3 CDC has conducted laboratory testing to compare the Aspergillus fumigatus strain isolated from the case-patient in Tennessee with the strain isolated from the heart transplant patient in Massachusetts who was exposed to NECC-cardioplegia solution that was recalled on October 6, 2012. These two strains did not match and were shown to be different from each other, providing evidence against a common source of Aspergillus fumigatus for the Tennessee patient who was exposed to the NECC preservative-free MPA and the Massachusetts patient who was exposed to the NECC-cardioplegia solution [PDF - 606 KB]

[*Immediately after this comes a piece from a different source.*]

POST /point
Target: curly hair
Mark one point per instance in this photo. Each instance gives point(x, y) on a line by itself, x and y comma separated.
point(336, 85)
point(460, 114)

4 A negative fungal polymerase chain reaction (PCR) test from a lumbar-puncture diagnostic specimen does not rule out fungal infection. Active fungal infection may be present even when these tests are negative. We do not expect that growth in culture results or PCR tests will definitively identify all fungal pathogens in all cases, and infection with multiple fungi is possible. In treating patients with presumed fungal infection associated with this outbreak, CDC recommends following its treatment guidance even in cases in which testing fails to reveal one or more fungal pathogens. Early initiation and prolonged continuation of therapy may improve clinical outcome. Therefore, therapy should not be withheld or discontinued in the absence of laboratory confirmation in such patients (See Wijeyaratne and Harshalal, Aspergillus meningitis in Sri Lanka).
5 Clinical and Laboratory Standards Institute (CLSI). 2008. Reference Method for Broth Dilution Antifungal Susceptibility Testing of Filamentous Fungi; Approved Standard – Second Edition. CLSI Document M38-A2. Wayne, PA: Clinical and Laboratory Standards Institute.